Background: Knowledge of the consequences of heterozygous mutations of developmentally important genes is important for understanding human genetic disorders. The Gli3 gene encodes a zinc finger transcription factor and homozygous loss-of-function mutations of Gli3 are lethal. Humans heterozygous for mutations in this gene suffer Greig cephalopolysyndactyly or Pallister-Hall syndromes, in which limb defects are prominent, and mice heterozygous for similar mutations have extra digits. Here we examined whether eye development, which is abnormal in mice lacking functional Gli3, is defective in Gli3(+/-) mice.

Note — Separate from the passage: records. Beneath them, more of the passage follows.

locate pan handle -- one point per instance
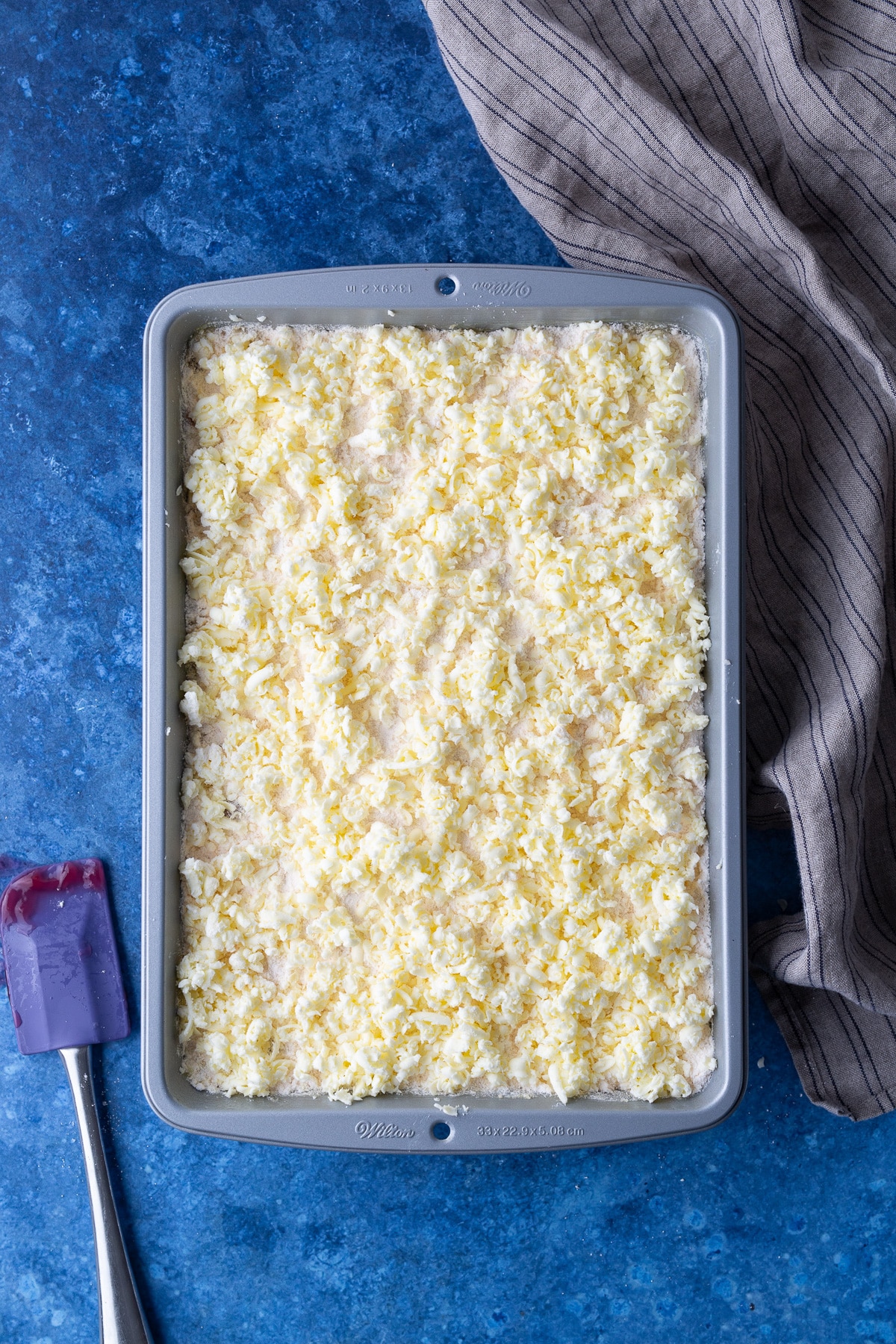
(121, 1316)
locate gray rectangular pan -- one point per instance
(433, 296)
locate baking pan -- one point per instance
(437, 296)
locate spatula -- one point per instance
(65, 989)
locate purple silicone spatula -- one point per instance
(65, 989)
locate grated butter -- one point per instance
(444, 793)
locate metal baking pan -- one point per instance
(437, 296)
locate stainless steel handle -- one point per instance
(121, 1316)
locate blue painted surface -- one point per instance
(143, 149)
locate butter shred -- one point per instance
(444, 789)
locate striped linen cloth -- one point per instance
(748, 146)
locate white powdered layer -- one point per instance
(445, 791)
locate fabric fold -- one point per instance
(751, 148)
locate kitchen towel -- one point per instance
(750, 147)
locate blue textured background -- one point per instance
(143, 149)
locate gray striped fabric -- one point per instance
(748, 146)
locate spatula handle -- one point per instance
(121, 1316)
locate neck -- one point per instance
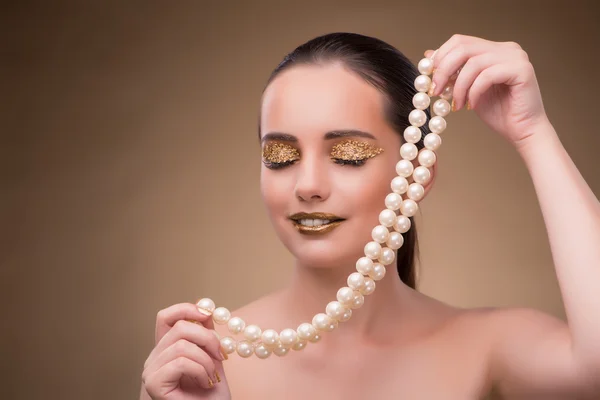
(312, 288)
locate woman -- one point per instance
(331, 124)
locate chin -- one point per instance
(326, 254)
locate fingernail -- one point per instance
(203, 311)
(431, 89)
(224, 355)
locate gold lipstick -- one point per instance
(334, 221)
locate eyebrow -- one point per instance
(328, 136)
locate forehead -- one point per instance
(313, 99)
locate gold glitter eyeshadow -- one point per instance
(353, 150)
(280, 153)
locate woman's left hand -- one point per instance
(497, 80)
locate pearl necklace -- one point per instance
(378, 253)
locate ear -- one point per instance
(433, 169)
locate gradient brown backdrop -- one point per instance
(130, 169)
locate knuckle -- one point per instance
(180, 326)
(180, 346)
(513, 45)
(180, 363)
(161, 315)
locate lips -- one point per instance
(315, 223)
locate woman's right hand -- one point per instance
(186, 362)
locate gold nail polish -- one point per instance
(431, 89)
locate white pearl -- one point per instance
(364, 265)
(432, 141)
(422, 175)
(427, 158)
(356, 280)
(306, 331)
(346, 316)
(447, 92)
(412, 134)
(369, 286)
(409, 208)
(399, 185)
(421, 101)
(206, 304)
(244, 349)
(387, 217)
(404, 168)
(262, 351)
(378, 272)
(416, 191)
(221, 315)
(425, 66)
(236, 325)
(287, 337)
(417, 117)
(437, 124)
(299, 345)
(270, 337)
(228, 344)
(395, 241)
(324, 323)
(373, 250)
(335, 309)
(422, 83)
(387, 256)
(345, 295)
(315, 338)
(280, 350)
(402, 224)
(441, 107)
(252, 333)
(409, 151)
(393, 201)
(380, 233)
(358, 301)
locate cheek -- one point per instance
(274, 191)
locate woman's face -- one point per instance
(326, 148)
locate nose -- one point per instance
(312, 183)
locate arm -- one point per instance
(533, 353)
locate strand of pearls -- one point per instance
(387, 238)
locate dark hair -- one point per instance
(388, 70)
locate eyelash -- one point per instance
(339, 161)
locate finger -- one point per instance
(513, 73)
(453, 45)
(167, 377)
(185, 349)
(197, 334)
(469, 73)
(166, 318)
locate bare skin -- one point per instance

Results: We showed that Gli3 is expressed in the developing eye but that Gli3(+/-) mice have only very subtle eye defects. We then generated mice compound heterozygous for mutations in both Gli3 and Pax6, which encodes another developmentally important transcription factor known to be crucial for eye development. Pax6(+/-); Gli3(+/-) eyes were compared to the eyes of wild-type, Pax6(+/-) or Gli3(+/-) siblings. They exhibited a range of abnormalities of the retina, iris, lens and cornea that was more extensive than in single Gli3(+/-) or Pax6(+/-) mutants or than would be predicted by addition of their phenotypes.
Conclusion: These findings indicate that heterozygous mutations of Gli3 can impact on eye development. The importance of a normal Gli3 gene dosage becomes greater in the absence of a normal Pax6 gene dosage, suggesting that the two genes co-operate during eye morphogenesis.